Addiction Research
Open AccessWHEN THE SOUL FALLS ILL: Existential Distress, Moral Injury, and Loss of Meaning as Transdiagnostic Drivers of Addictive Behaviors and Recovery
Authors: Dr. Ignacio Bonasa Alzuria.
Abstract
Addiction science has developed powerful models of reinforcement learning, cue reactivity, neuroadaptation, and impaired control. However, in clinical consultations, families, and in the private silence of relapse, many people describe something even more basic than craving: the loss of an inner home. They say “I feel empty”, “I can’t stand being with myself”, or “I have betrayed who I am”. Sometimes they choose a simple and devastating phrase: “my soul is ill”. This narrative review treats that expression as clinically meaningful, not metaphysical.
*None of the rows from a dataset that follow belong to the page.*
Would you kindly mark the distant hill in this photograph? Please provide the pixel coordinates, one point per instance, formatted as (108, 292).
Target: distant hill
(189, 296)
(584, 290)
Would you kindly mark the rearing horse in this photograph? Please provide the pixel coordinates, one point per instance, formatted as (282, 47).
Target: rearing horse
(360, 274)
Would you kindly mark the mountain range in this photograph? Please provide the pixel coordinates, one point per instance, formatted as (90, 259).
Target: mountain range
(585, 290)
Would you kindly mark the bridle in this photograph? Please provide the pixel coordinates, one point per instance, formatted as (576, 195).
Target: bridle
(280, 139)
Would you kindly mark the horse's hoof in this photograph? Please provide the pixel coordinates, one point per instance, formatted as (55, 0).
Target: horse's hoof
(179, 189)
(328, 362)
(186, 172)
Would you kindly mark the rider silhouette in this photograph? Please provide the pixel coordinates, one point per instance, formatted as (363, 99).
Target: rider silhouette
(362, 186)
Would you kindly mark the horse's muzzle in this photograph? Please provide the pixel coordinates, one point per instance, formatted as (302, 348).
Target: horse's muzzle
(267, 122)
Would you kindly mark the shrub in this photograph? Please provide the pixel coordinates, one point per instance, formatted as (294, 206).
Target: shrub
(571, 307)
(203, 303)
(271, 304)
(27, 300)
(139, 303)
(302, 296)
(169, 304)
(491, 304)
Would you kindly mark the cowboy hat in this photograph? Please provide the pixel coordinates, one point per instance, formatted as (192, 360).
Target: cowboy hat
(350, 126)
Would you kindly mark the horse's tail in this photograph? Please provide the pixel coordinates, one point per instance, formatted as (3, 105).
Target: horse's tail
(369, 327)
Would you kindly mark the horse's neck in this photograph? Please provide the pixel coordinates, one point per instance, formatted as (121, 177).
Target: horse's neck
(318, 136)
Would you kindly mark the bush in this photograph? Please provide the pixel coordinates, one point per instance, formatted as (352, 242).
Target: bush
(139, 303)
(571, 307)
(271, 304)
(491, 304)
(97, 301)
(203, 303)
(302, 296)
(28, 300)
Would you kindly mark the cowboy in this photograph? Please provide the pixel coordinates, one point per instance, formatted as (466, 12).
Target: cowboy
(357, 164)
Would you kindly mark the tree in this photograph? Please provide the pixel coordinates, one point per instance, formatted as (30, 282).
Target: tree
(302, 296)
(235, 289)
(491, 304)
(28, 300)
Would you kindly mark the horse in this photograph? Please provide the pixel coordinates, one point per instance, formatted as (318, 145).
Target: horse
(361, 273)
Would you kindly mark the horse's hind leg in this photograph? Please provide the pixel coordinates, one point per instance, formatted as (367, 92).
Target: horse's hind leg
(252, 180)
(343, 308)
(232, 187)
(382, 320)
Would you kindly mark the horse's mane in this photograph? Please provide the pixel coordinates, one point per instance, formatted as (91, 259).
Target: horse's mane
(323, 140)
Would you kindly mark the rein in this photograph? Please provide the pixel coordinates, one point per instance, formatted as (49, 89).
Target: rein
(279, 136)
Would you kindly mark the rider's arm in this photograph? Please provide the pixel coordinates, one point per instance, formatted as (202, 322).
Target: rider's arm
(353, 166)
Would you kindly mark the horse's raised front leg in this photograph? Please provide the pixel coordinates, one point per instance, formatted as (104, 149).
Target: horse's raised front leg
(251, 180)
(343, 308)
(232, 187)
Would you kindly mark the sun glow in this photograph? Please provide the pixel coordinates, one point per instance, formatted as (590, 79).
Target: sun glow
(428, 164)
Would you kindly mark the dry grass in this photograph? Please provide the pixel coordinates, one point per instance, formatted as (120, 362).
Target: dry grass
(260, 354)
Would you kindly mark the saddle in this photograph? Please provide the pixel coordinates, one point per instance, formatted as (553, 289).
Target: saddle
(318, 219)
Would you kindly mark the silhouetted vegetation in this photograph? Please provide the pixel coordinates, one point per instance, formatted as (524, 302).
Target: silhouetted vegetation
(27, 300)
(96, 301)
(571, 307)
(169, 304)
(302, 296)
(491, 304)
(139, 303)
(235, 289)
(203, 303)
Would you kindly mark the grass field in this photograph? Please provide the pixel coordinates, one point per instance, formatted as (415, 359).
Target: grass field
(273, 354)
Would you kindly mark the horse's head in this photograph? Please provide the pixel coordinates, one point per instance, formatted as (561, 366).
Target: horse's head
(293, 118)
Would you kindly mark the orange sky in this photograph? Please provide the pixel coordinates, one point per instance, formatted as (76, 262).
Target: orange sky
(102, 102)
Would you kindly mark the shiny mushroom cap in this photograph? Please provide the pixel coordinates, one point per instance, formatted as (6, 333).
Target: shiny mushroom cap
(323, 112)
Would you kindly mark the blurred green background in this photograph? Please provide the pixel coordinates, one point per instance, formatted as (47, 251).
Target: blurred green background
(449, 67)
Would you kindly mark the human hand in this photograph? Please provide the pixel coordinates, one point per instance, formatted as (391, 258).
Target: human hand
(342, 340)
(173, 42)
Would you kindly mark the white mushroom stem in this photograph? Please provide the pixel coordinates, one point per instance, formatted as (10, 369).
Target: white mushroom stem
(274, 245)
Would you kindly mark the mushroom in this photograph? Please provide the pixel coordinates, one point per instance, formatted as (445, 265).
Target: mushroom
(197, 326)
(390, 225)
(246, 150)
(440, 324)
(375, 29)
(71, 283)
We translate “illness of the soul” into five operational psychological dimensions directly relevant to addictive vulnerability and recovery: coherence (value–action alignment), dignity (moral worth protected from humiliation), care (self-compassion, boundaries, and prosocial concern), truth (contact with inner experience and reality), and purpose (meaning and direction). We integrate evidence from negative reinforcement and self-medication models, self-determination theory, research on shame and self-stigma, psychological f lexibility and experiential avoidance (ACT), compassion-focused approaches, and the emerging literature on moral injury. From this synthesis we propose the Meaning–Dignity Disconnection Model of Addiction (MDDMA), a clinically usable and empirically testable loop in which loss of meaning and injuries to dignity intensify shame, avoidance, and isolation, increasing reliance on substances or compulsive behaviors as rapid regulation strategies. We argue that recovery becomes more durable when treatment complements symptom reduction with restoration of meaning, moral repair, rebuilding of dignity, and reconnection with caring relationships. Beyond individual therapy, the model has implementation implications: programs that protect dignity, avoid humiliation, and offer reintegration pathways after slips may reduce dropout and relapse by preventing shame-driven secrecy. We conclude with testable hypotheses, a measurement map, and practical guidance for clinicians and programs seeking to protect dignity and strengthen long-term recovery capital.